I also learned that I should always pay attention to the sports jerseys they wear.

That way, when the name Cam Newton starts showing up on our bathroom sign-in sheet, I’ll know who to talk to.

Right now, I am…

life.love.paper is one of my favorite scrapbooking blogs. I love her laid-back style, and I have borrowed her ideas and techniques in my own scrapbook pages lots and lots of times. Today, I’m borrowing the format of her last blog post. I’m just feeling so restless and there’s so much on my mind. So this is simple.

listening: The National, on grooveshark. I needed something new to listen too. I was feeling bored.
eating: Chips Ahoy. Trying to decide on dinner.
drinking: cold class of water.
wearing: my favorite Gators t-shirt, khaki shorts.
feeling: anxious and restless. the wedding is only 8 days away!
weather: miserably hot outside. it keeps getting cloudy, but no rain! I’d love a good thunderstorm.
wanting: to relax a little, but for that to happen, i need to cross more things off of my to-do list.
needing: to plan our honeymoon a little bit
thinking: wedding, wedding, wedding. marriage, marriage, marriage. all the time.
enjoying: These two great posts by Shaun Groves: one (about what may be my favorite song EVER) and two (about friendships and relationships)
wondering: whether Evan and I will like the apartment we’re going to see tomorrow

Trying to be still.

I love sleep.

I mean, I really love sleep.

I sometimes joke that I am borderline narcoleptic, and most people who know me will say that I can fall asleep anywhere, any time, regardless of my circumstances. Evan once joked that I am “very conducive to napping.”

But the past few nights, I have struggled to fall asleep. There’s just too much excitement going on, to much to plan and think through and wonder about. Normally, I’ve turned back on the lights and picked up a book or turned on the televtion.

Tonight is no exception. In fact, tonight my mind is more full than usual. My thoughts are running marathons, with no signs of slowing. I turned on my computer and planned to watch an old episode of The Office.

But I think Jesus had something else in mind.
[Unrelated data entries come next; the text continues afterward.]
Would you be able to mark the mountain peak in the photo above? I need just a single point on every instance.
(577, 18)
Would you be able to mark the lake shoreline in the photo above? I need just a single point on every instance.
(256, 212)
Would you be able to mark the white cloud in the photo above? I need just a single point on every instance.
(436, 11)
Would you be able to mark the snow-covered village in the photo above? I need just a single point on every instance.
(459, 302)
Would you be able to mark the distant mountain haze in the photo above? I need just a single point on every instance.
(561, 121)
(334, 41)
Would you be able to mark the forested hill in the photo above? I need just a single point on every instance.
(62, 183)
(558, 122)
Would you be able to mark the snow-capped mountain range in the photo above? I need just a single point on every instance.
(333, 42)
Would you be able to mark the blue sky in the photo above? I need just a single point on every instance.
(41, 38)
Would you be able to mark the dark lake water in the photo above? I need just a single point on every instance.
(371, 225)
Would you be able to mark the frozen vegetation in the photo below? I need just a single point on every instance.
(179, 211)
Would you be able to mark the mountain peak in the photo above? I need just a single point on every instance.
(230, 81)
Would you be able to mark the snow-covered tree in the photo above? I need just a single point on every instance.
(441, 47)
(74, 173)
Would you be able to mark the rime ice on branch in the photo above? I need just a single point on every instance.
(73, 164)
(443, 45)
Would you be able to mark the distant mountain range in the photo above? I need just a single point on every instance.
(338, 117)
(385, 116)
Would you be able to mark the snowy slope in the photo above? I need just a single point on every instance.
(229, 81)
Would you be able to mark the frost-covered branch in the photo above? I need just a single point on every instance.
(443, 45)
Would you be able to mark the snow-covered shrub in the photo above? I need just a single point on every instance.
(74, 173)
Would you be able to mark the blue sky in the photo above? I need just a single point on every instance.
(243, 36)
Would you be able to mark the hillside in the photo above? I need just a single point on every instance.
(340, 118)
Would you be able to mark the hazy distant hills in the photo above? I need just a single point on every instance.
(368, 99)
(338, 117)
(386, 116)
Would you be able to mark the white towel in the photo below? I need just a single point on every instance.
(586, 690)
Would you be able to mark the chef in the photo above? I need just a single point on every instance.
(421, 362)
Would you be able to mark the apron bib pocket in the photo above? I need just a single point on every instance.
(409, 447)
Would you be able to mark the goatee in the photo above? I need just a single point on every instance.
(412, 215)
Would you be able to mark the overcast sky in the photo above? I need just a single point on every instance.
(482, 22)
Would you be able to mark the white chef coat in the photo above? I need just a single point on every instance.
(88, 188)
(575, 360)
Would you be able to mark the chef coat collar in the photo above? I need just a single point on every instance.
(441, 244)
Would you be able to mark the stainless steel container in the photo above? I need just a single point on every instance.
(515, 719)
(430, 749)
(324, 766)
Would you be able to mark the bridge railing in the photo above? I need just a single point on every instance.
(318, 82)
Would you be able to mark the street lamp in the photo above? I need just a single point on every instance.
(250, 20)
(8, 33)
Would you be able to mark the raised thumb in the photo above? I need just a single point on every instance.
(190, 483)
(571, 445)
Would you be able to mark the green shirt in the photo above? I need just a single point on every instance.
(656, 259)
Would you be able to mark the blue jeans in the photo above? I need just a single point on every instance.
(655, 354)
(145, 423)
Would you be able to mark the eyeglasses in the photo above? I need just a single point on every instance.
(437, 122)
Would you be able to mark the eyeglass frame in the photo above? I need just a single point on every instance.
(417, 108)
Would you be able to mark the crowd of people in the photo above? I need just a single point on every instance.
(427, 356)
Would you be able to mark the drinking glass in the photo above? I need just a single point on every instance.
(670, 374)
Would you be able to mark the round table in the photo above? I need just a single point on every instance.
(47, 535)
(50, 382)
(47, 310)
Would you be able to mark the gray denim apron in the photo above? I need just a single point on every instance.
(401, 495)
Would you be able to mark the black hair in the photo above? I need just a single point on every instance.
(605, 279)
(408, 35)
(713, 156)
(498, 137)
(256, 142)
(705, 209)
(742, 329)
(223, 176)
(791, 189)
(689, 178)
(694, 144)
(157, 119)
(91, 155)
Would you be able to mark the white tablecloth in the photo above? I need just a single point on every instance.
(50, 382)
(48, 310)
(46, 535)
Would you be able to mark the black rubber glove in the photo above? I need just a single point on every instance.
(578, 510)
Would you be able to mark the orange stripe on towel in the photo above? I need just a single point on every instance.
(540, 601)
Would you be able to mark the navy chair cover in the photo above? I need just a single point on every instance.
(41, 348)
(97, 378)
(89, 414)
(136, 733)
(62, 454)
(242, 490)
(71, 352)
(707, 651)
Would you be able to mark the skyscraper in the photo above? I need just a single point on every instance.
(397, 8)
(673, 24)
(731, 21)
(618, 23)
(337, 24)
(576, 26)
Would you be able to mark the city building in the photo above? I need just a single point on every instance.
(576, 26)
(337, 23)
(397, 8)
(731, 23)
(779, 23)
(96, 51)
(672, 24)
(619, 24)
Earlier tonight, I read Psalm 37. It’s had me thinking about finding refuge in Jesus, delighting in His presence. It’s had me thinking about the peace, joy, and rest that Jesus promises when we are faithful to abide in Him.

Then, when I turned on my computer, I read this post about the importance of being still. Admittedly, this is something I’m not good at and usually I’m too lazy to even attempt it.

(Even now, I felt the need to write about it rather than just do it.)

So off I go. I’m going to turn off my computer and lay here in my bed. I’m going to try to be still, and seek my peace and refuge and rest in Jesus. Lord, help me abide in You. Please quiet my anxieties and help me find rest.